In other news, I read some poetry at a big fancy academic conference.
This week, scholars, musicians, writers, film critics, professors, fans of The Grateful Dead, zombie fanatics, pop culture critics and lovers (one in the same, here) flocked to Albuquerque, New Mexico, to discuss their ideas, share their theses, their creative works, their analysis of other people’s creative works, and generally enjoy the spirit of popular culture.
In one day alone, I’ve heard scholar/fans discuss the relationship between Rick and Morty in Rick and Morty, compare Jurassic World and the TV series Zoo, analyze countless horror movies (from Poltergeist to The Babadook), explore various media’s fixation with underage serial killers, give two different interpretations of David Cronenberg’s eXistenZ, explore the role of nature as a setting in The Walking Dead, critique consumer culture in prepper magazines and the capitalist frenzy to buy things before the coming apocalypse, and read a variety of poetry.

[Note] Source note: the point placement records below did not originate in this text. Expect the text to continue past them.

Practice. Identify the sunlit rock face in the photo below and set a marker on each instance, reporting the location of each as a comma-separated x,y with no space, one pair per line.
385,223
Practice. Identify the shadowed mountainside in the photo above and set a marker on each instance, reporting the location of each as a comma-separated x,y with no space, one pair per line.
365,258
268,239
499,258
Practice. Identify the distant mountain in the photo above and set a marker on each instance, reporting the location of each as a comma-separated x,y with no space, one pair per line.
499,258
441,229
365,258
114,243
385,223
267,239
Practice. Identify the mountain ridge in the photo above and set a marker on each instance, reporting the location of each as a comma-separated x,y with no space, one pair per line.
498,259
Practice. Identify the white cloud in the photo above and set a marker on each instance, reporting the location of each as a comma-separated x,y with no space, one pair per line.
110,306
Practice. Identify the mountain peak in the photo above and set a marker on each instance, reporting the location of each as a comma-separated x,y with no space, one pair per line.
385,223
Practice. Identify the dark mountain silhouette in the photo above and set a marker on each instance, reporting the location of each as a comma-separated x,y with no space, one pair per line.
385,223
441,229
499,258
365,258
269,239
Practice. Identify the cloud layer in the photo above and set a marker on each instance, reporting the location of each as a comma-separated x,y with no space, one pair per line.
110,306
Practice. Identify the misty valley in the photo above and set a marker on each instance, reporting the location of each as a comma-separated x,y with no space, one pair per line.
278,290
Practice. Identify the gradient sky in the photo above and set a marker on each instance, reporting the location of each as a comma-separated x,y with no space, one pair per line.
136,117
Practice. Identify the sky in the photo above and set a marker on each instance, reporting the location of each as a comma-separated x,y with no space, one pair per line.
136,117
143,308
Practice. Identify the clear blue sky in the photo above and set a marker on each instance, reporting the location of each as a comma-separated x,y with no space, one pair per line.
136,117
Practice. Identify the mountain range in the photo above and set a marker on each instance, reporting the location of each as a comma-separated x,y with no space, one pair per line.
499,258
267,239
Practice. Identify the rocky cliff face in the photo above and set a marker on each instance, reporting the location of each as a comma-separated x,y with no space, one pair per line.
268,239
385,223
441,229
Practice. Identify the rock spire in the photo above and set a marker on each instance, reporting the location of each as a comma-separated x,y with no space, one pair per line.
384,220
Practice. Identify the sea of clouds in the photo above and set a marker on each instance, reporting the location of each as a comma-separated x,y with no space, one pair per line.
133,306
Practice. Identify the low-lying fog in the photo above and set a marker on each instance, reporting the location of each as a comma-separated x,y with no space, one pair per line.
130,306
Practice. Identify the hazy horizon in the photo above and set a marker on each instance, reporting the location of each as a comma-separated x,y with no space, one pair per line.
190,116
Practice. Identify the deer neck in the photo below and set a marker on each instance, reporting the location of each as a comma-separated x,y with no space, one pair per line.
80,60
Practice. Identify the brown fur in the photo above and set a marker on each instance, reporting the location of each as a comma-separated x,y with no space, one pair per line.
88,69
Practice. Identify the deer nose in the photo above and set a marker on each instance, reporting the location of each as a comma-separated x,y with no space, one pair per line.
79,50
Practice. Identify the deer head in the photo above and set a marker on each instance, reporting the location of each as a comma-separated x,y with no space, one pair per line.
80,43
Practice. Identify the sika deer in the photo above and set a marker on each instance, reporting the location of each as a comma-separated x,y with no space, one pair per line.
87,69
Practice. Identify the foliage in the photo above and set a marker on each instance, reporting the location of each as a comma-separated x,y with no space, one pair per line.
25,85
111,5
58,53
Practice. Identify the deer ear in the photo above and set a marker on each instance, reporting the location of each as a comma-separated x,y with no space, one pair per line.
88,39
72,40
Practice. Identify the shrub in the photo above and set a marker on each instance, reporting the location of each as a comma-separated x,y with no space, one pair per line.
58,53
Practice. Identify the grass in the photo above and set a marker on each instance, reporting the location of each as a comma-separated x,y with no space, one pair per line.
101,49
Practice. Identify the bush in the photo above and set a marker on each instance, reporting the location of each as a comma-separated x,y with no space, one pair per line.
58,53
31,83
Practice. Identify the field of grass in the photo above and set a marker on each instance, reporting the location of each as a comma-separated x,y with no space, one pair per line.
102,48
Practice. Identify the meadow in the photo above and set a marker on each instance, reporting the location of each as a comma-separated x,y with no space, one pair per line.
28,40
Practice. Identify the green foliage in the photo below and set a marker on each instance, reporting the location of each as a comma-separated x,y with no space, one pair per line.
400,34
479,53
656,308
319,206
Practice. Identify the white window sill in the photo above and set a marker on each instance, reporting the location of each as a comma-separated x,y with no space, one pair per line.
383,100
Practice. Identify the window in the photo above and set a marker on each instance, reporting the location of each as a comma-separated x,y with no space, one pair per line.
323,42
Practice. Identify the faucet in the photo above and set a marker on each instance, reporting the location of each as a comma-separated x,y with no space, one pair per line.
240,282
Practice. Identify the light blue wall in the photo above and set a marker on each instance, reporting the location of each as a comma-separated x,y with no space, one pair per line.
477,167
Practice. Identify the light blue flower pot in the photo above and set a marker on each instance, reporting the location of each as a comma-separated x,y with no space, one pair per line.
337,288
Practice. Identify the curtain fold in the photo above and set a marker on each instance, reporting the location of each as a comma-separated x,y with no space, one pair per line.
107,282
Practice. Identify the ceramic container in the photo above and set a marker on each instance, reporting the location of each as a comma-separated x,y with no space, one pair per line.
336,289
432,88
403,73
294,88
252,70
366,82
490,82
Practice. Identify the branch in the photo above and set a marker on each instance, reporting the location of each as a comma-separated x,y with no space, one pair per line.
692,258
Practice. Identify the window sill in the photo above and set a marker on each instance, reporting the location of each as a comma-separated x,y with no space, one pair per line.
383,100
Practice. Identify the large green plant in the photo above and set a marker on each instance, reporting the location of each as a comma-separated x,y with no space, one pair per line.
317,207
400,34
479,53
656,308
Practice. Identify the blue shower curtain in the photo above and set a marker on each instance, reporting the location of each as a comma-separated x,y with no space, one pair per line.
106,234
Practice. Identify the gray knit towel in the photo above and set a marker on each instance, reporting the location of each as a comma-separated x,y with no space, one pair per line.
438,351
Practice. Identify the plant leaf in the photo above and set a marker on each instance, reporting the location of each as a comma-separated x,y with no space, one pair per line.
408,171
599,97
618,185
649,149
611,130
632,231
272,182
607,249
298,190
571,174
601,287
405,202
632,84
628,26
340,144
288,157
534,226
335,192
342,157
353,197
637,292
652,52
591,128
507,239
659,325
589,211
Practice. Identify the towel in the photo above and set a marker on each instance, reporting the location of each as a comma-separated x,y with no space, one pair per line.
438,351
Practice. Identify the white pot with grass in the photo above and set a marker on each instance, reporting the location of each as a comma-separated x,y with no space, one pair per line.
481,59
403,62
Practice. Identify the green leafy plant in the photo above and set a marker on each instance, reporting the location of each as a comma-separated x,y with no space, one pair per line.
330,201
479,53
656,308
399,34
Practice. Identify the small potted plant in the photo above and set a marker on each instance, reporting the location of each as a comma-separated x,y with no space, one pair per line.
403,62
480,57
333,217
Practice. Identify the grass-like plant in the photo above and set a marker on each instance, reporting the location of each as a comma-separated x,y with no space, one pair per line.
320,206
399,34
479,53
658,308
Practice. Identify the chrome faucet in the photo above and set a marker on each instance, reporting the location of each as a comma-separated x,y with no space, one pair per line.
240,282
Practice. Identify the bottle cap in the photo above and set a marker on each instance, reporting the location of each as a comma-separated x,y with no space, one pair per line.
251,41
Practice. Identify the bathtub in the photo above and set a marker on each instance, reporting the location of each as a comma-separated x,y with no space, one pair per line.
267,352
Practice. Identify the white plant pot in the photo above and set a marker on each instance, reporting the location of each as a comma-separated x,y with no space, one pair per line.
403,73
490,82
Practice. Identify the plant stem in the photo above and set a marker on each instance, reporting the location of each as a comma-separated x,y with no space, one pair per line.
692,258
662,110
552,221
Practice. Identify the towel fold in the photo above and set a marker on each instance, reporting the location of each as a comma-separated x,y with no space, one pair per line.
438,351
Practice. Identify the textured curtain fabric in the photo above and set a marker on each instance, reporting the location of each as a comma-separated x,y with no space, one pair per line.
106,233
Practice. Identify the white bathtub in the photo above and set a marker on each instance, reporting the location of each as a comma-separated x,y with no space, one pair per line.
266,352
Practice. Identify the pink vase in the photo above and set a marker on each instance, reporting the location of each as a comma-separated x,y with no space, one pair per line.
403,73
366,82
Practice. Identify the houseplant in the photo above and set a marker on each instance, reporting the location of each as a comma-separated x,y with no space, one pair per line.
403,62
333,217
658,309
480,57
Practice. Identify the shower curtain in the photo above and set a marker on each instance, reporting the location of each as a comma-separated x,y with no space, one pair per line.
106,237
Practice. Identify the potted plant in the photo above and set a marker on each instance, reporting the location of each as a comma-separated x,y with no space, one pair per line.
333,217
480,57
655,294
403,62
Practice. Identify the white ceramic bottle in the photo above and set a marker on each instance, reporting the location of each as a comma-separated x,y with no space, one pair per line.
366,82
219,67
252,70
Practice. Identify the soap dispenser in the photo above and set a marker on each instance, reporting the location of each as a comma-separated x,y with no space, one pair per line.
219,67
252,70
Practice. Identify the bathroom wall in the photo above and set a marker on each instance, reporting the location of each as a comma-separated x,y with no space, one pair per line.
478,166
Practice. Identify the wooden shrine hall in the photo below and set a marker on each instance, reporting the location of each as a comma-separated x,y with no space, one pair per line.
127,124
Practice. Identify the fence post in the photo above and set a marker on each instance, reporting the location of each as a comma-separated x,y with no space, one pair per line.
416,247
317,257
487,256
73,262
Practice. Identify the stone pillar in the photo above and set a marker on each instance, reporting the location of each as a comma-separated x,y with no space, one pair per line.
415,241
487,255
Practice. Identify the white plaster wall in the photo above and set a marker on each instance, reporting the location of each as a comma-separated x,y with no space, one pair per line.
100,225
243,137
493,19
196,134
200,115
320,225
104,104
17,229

Reading my own work for an audience was not entirely new to me; I’ve made use of open-mic nights and poetry slams now and again. This venue certainly was new to me, though, but I don’t want readers to assume that I think a conference is somehow better than a slam. Poetry is meant to be read out loud, and all venues are equally worthy and professional; poetry slams are just as important as big fancy academic conferences. But here, my audience differs, and the tone is more critical, more focused on poetry within popular culture rather than poetry alone. Where else can I backup a poem about the end of the world with information I’d heard half an hour before?
I’m centered in the academic world, and this is an academic pilgrimage that I’m honored to take. Reading in front of a live audience, of course, is terrifying, but also thrilling, and I hope to enjoy that thrill again soon.
There are still plenty of days left in the conference, and there is more to come.